テリー その後の生活はどうでしたか。

伊集院 あの時いちばん困ったのはまず暖房、食料、水、そして車なんですよ。全部流されたから。だから被災地に誰か行って後ろに金庫置いて、「20万の中古車を10万で売るから持っていけ」とやればよかったんだけど、しなかったから、20万の車が50万まで上がった。

テリー そうでしたね。

伊集院 ところが、なぜ文句を言わなかったか。それは、1カ月後に3000人の保険屋が入ったからですよ。阪神大震災で保険の払いが悪くて生命保険の加入者が5%も下がったのを教訓として。何が起こったかといったら、40分ぐらい話して、2000万から5000万ぐらいのお金をパッと決めて、10日後には振り込む。だから、お金がなくて困ってますって誰も言ってないでしょう。あまり報道されないけど。

テリー 伊集院さんの家はどうだったんですか。

伊集院 うちも家は半分壊れました。それで保険屋が来て、「何なさってるんですか」って聞いてきて。家の中に仕事場はあるし、かみさんはどこかで見たことがあるなと。査定をしてもらって半壊でした。

テリー 向こうもビビったんじゃないですか(笑)。

伊集院 今、仙台市は景気がよくて、空いてるホテルが1軒もないの。でも、うちの家を直しに来てくれってもう8カ月言ってるのに、儲かるほうから優先的にやるから。

テリー まだ来てないんですか。

伊集院 地震が起きる3日前まで「工事をさせてください」って言ってた人がスーッと引いていった。電話しても担当は出ないし。それはまあ、しょうがないよ。
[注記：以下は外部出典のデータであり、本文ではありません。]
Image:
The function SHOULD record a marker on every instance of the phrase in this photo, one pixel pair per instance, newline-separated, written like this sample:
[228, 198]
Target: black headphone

テリー 震災後、初めて東京に来た時はどんなことを感じましたか。

伊集院 あの時は水がなかったんだ。コンビニから水が消えたとかいって。

テリー みんな買い占めしてね。情けなかったですよ。

伊集院 今はなるべく在庫を少なくするという流通システムだから、すぐなくなったんだけど。昔だったら例えば味噌がなくなるっていっても、味噌屋は「奥さん、うちの蔵に味噌はたくさんあるから買い占めなくて大丈夫ですよ。2日ぐらいで運んできますから、今10日分買ってもしょうがないでしょう」って言えるんだけど。

テリー そうですね。

伊集院 コンビニはアルバイトだから、言われたら売らなきゃいけない。例えばコンビニのアルバイトの子が並んでる人に、「すみません、お客さん。あちらの人は赤ちゃんを抱いているので、あの人に先に2本ぐらいいいですか」って言っても、こっちの老人が「俺だって孫に買うんだ」って言ったら、どうしようもない。

テリー お互い知らない同士ですからね。

伊集院 コミュニティというか、共同体になってないから。東京の 70%以上の人が地方から来てるから話もしない。イギリス人の女の子を殺した若者や、秋葉原で通り魔事件を起こした若者とかは地方出身なんだけど、ほとんど家に帰ってないんだよ。でも、年に2回帰ってたら親はすぐに息子がおかしいとわかるからね。

テリー そうですね。

伊集院 なぜそうなったかといったら、親が怒らないから。「帰って来いって言ってるだろ」って言った時、息子が無視すると、そこで終わっちゃう。しつこく言わないと。我々の頃は息子のほうが大きくなっても、あのお父さんしつこいねってあったんだけど。

テリー 東京でも下町だとそうですよ。